What happens to our stuff after we die?
The rather depressing answer is most of it becomes unwanted and neglected. Some things get passed on to new homes or the next generation, which is important, but this only delays its eventual decline to the dump. Everything is temporary, especially stuff.
I remember going with my dad to clear out his mother’s house when she died. We went through everything and ended up bringing two boxes of keepsakes home. The rest was dealt with by a house clearance company.
Last year, my dad died. We spent the following months going through his belongings. Among them were those two boxes. We opened them (the first time they had been opened) and didn’t recognise any of the contents. Photograph albums of people we didn’t know, golf memorabilia, some trinkets I think. We discarded everything except one framed photograph.
My grandma’s house whittled down to a single item. And the same story has begun with my dad’s stuff.
So what do we actually leave behind? Great memories, not-so-great memories, life lessons, the tiny yet significant ways we influence each other’s lives.
I will tell my children of all the amazing things my dad did, what he taught me, and of the time we spent together.
I might show them a golf trophy of his, kept on a shelf gathering dust for ten years. Or I could just describe what it was like to play golf with him.
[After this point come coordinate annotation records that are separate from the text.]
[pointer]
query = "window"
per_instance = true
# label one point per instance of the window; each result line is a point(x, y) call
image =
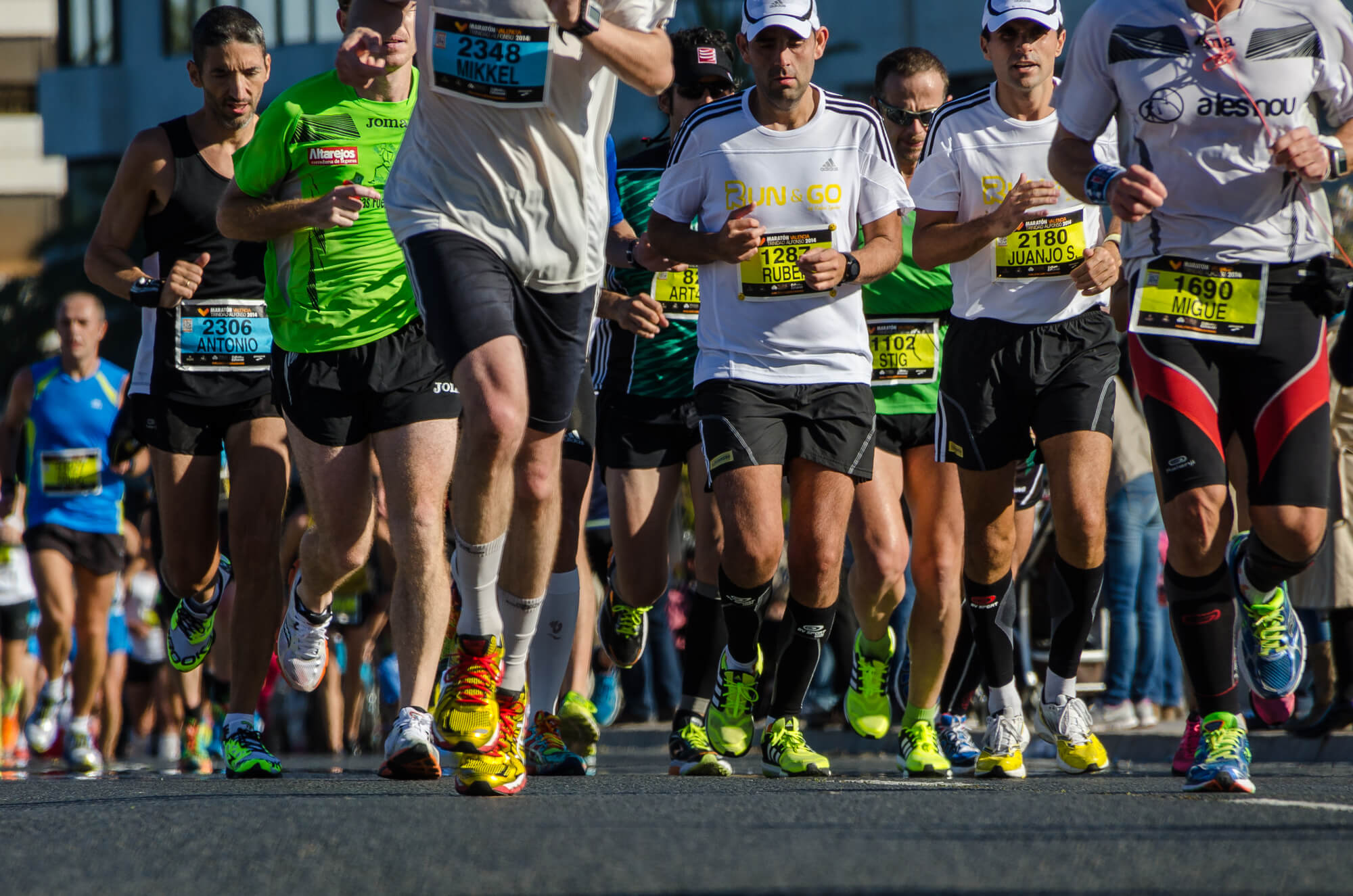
point(89, 32)
point(285, 22)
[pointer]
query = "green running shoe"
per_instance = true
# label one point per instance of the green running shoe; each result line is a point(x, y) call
point(919, 753)
point(247, 757)
point(730, 719)
point(785, 754)
point(868, 703)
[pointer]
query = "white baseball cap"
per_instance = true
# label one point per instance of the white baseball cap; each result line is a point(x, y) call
point(799, 17)
point(1047, 13)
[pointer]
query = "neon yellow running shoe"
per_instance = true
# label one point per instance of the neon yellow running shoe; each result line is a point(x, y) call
point(730, 720)
point(869, 708)
point(785, 754)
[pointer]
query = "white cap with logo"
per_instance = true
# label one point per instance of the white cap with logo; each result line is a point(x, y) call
point(799, 17)
point(1047, 13)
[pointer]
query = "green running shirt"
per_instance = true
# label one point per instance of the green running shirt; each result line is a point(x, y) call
point(342, 287)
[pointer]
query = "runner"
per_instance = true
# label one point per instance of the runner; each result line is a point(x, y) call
point(354, 370)
point(1033, 350)
point(646, 359)
point(1228, 271)
point(201, 383)
point(499, 202)
point(63, 410)
point(907, 321)
point(781, 178)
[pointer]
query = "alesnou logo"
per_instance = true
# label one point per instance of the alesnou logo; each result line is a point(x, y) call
point(738, 194)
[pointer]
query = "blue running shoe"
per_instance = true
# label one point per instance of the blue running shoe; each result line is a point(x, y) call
point(1222, 762)
point(1270, 639)
point(957, 742)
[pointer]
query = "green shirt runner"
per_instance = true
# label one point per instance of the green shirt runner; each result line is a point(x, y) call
point(344, 287)
point(915, 293)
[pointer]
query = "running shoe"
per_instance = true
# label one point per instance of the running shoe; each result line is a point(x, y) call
point(411, 754)
point(503, 769)
point(197, 738)
point(81, 751)
point(785, 754)
point(1270, 638)
point(919, 753)
point(578, 723)
point(1189, 745)
point(869, 708)
point(247, 757)
point(623, 630)
point(692, 754)
point(545, 749)
point(957, 742)
point(1222, 762)
point(191, 632)
point(467, 711)
point(302, 646)
point(1067, 723)
point(1003, 750)
point(730, 719)
point(43, 724)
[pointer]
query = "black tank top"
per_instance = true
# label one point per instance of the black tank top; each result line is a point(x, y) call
point(183, 231)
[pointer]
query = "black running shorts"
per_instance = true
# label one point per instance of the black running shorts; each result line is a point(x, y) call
point(1274, 396)
point(745, 424)
point(340, 398)
point(470, 297)
point(642, 432)
point(178, 428)
point(1003, 379)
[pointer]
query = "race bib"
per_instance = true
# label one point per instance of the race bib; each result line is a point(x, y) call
point(906, 350)
point(775, 273)
point(71, 471)
point(679, 293)
point(1201, 301)
point(490, 60)
point(1042, 248)
point(223, 335)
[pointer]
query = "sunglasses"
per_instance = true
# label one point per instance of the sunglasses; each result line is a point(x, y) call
point(904, 117)
point(703, 90)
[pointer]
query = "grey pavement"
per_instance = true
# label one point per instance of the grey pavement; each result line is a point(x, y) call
point(339, 828)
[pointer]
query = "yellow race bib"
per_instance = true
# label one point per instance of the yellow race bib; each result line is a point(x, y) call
point(775, 273)
point(1042, 248)
point(1201, 301)
point(679, 293)
point(904, 350)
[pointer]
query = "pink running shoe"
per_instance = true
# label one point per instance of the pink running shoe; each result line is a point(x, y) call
point(1189, 745)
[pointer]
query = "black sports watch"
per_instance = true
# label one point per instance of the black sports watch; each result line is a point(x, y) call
point(145, 293)
point(852, 268)
point(589, 22)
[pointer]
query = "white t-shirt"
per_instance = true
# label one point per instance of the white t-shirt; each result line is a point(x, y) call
point(975, 155)
point(1145, 64)
point(822, 182)
point(508, 139)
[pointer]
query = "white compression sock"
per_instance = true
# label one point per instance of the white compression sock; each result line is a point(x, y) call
point(476, 567)
point(554, 643)
point(520, 616)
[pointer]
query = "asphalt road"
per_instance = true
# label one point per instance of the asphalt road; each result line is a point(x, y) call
point(635, 830)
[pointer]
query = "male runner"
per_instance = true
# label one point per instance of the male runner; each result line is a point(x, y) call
point(781, 179)
point(1226, 271)
point(1032, 348)
point(202, 375)
point(645, 366)
point(499, 199)
point(352, 366)
point(907, 312)
point(63, 409)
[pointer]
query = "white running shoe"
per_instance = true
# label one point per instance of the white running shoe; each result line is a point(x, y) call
point(302, 646)
point(411, 751)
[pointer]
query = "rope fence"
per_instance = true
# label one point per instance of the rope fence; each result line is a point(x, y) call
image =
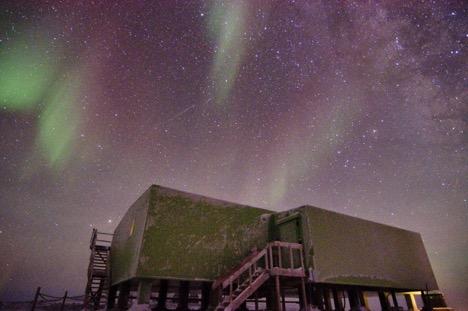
point(44, 300)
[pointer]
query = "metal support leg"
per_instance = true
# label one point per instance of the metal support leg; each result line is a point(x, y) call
point(385, 306)
point(183, 295)
point(162, 296)
point(124, 292)
point(278, 294)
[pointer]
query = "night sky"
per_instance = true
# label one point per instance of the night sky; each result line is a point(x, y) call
point(360, 107)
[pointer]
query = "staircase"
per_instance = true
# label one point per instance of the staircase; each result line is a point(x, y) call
point(276, 259)
point(97, 286)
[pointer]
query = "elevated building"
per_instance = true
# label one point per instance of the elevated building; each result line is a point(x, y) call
point(176, 250)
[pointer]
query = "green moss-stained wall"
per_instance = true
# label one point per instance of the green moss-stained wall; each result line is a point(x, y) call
point(125, 243)
point(193, 237)
point(347, 250)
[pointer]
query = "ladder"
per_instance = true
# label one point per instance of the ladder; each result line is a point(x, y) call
point(276, 259)
point(97, 287)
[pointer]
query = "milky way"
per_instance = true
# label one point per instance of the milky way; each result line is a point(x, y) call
point(360, 107)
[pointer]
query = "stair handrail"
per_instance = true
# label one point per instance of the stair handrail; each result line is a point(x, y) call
point(247, 265)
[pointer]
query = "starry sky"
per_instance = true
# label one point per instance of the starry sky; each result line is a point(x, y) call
point(360, 107)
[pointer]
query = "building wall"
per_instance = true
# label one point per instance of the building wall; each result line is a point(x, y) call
point(193, 237)
point(127, 239)
point(347, 250)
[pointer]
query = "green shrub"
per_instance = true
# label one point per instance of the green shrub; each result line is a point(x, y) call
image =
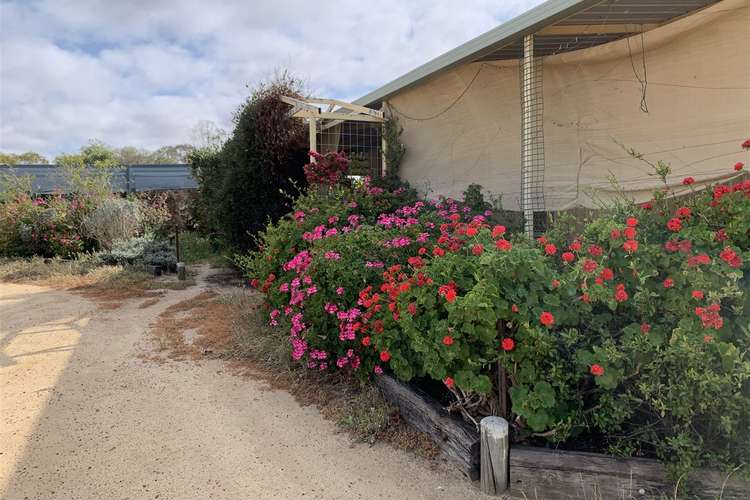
point(249, 181)
point(144, 250)
point(113, 219)
point(632, 337)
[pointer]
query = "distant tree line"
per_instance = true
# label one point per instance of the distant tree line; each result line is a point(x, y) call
point(97, 153)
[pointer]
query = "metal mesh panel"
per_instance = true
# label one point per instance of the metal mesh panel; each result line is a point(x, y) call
point(532, 139)
point(361, 141)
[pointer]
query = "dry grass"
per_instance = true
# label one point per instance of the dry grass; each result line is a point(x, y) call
point(108, 285)
point(229, 325)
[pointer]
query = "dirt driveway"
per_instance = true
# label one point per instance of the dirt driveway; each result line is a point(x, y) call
point(83, 416)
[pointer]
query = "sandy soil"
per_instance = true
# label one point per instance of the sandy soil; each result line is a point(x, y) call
point(83, 416)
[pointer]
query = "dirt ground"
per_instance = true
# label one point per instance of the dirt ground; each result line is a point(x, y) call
point(85, 414)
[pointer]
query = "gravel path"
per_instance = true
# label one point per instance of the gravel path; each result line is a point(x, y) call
point(83, 416)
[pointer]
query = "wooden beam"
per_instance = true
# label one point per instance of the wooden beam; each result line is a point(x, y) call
point(594, 29)
point(298, 104)
point(557, 474)
point(458, 441)
point(337, 116)
point(346, 105)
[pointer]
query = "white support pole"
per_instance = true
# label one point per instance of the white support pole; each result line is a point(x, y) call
point(532, 136)
point(494, 452)
point(313, 137)
point(383, 149)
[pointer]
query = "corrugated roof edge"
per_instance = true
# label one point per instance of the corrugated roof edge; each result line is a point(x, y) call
point(529, 22)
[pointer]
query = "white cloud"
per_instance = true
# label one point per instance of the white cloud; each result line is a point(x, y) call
point(144, 72)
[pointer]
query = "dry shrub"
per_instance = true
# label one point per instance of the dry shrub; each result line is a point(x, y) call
point(114, 219)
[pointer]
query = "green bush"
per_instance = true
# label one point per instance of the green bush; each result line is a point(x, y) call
point(143, 250)
point(249, 181)
point(113, 219)
point(631, 337)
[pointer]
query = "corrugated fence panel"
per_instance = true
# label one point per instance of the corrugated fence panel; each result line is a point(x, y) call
point(49, 178)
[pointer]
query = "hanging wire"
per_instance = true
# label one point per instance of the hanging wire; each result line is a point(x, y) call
point(643, 81)
point(448, 108)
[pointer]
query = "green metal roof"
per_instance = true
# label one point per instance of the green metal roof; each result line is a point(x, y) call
point(504, 42)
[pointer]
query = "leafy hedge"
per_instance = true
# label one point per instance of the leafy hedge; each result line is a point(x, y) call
point(249, 180)
point(631, 337)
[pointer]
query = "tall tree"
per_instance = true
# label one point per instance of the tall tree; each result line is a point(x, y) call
point(27, 158)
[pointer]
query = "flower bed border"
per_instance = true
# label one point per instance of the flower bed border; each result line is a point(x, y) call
point(546, 473)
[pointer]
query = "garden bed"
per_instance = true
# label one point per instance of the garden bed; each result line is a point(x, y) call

How he taught me to “enjoy the walk if I wasn’t playing well.” How he was infuriatingly consistent and talented, but always modest. How I’ll never forget those hours of quiet friendship. I don’t need a trophy to convey these feelings.
The main reason we treasure things left behind is because we attach memories or emotions to them. But we can experience these at any time without the thing. We can simply recall from the depths of our mind. Even if we forget, it’s always inside us somewhere.
In the grand scheme of things, we live for an exceedingly short time. Yet we amass all this stuff that is destined to be discarded.
To impose a such a footprint, that is out of proportion to our lifetime, is irresponsible. It burdens the people left to sort through it and will eventually leave an oversized blot on our environment.
We don’t need such extravagance to live a good life anyway. It’s freeing to live simply. And in death, it frees the ones we love to move forward swiftly and cherish memories.